Ich lese mir Unsicherheiten an. Ich schaue mir Unsicherheiten an. Und nebenbei verzweifele ich, weil ich das auch alles können will. Also – Alles. Ein eines Thema habe ich nie. Gerade bin ich auf dem Hormon-Steuerungs-Enzym-was-brauche-ich-Tripp. Wie funktioniert mein Hirn? Wie kann ich Serotonin steigern, ohne Tabletten zu nehmen? Wie kann ich dafür sorgen, dass die Neurotransmitter bei mir das Richtige transmitten? Habe ich darauf Einfluss, und wenn ja, wie viele?

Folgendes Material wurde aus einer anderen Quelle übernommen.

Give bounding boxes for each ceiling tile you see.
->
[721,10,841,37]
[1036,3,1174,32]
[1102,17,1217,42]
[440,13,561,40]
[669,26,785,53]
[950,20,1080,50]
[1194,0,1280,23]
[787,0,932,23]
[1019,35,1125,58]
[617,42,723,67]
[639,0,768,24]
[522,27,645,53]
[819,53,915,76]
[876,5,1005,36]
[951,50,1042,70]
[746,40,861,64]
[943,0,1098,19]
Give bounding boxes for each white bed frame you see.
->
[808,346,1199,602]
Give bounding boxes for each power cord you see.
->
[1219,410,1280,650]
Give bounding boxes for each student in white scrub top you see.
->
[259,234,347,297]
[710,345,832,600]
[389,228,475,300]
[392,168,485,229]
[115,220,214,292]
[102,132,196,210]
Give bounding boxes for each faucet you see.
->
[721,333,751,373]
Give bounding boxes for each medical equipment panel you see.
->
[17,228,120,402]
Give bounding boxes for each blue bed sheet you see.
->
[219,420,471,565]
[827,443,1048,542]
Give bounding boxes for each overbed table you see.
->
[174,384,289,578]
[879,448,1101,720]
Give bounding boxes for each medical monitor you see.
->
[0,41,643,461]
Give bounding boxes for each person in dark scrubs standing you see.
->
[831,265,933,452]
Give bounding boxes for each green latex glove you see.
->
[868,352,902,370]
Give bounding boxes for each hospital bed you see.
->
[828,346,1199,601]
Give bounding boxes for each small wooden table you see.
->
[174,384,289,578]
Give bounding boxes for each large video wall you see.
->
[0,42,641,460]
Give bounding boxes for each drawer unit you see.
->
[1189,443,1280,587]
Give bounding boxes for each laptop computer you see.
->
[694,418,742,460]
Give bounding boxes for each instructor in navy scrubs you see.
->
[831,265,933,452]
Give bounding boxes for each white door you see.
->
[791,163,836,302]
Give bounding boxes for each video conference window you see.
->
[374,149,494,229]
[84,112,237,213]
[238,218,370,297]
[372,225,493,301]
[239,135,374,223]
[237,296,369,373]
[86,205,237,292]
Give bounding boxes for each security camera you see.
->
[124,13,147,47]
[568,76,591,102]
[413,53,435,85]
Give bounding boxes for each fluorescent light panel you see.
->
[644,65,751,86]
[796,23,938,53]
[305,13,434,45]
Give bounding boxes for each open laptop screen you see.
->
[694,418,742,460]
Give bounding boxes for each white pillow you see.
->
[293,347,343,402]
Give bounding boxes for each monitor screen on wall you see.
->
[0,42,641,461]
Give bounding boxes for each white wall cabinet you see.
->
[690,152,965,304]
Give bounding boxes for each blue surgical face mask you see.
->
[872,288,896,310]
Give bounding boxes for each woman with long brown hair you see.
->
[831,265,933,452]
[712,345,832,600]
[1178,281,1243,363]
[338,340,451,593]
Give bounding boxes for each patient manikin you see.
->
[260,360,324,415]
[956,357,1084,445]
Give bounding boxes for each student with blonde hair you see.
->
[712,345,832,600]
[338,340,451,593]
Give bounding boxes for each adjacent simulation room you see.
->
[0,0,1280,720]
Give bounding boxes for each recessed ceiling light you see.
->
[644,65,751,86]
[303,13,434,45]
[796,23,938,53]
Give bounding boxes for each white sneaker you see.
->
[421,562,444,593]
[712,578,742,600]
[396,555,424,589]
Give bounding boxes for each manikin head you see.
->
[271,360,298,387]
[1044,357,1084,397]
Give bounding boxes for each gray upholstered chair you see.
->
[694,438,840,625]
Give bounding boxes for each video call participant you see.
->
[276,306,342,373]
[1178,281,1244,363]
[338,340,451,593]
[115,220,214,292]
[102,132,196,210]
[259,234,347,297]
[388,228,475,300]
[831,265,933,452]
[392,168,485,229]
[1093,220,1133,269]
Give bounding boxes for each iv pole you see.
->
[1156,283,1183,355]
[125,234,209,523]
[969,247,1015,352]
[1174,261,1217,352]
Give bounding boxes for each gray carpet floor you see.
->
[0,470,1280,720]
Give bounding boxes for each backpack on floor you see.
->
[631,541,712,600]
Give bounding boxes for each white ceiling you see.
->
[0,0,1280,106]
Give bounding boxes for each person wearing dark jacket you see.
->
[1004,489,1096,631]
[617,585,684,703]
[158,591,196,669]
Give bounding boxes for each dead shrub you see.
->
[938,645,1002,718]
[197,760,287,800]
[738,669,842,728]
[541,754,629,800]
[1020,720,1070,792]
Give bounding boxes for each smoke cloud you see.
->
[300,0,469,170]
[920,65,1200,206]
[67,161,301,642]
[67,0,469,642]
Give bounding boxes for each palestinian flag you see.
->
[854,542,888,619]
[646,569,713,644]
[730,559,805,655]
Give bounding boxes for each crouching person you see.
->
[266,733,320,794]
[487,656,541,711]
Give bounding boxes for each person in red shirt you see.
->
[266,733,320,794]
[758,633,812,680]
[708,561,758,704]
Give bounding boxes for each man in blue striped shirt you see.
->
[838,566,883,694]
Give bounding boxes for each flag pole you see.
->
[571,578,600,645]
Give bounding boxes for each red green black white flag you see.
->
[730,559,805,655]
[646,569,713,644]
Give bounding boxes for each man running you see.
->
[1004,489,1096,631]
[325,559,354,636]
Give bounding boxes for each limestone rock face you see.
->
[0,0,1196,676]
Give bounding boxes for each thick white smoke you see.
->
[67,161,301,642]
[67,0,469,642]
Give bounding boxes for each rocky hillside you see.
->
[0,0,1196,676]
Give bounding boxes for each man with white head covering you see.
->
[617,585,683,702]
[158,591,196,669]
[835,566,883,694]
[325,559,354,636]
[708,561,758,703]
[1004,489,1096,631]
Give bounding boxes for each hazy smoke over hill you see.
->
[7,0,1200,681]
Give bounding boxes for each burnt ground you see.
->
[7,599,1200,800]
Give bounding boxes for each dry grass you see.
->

Außerdem beschäftigt mich natürlich die Raststätte! Und die Frage, erst Stadt oder erst Musuem? Dazu kommt, das Ladekabel für den schwarzen Kasten ist im Auto und das steht auf halbem Weg zur Stadt in der Tiefgarage. Am Ende entscheidet oft die Sinnhaftigkeit und das, was halt zu tun ist. Einkaufen gehen. Offene Wunden verarzten. Ladekabel retten. Zähne putzen. Ach, Zähne – das habe ich doch tatsächlich schon erledigt! Ein Fleißpunkt für mich und weiter gehts!
Das Ladekabel zur Ablenkung. Das ist auch ein schöner Buchtitel. Wie schnell bist du abgelenkt?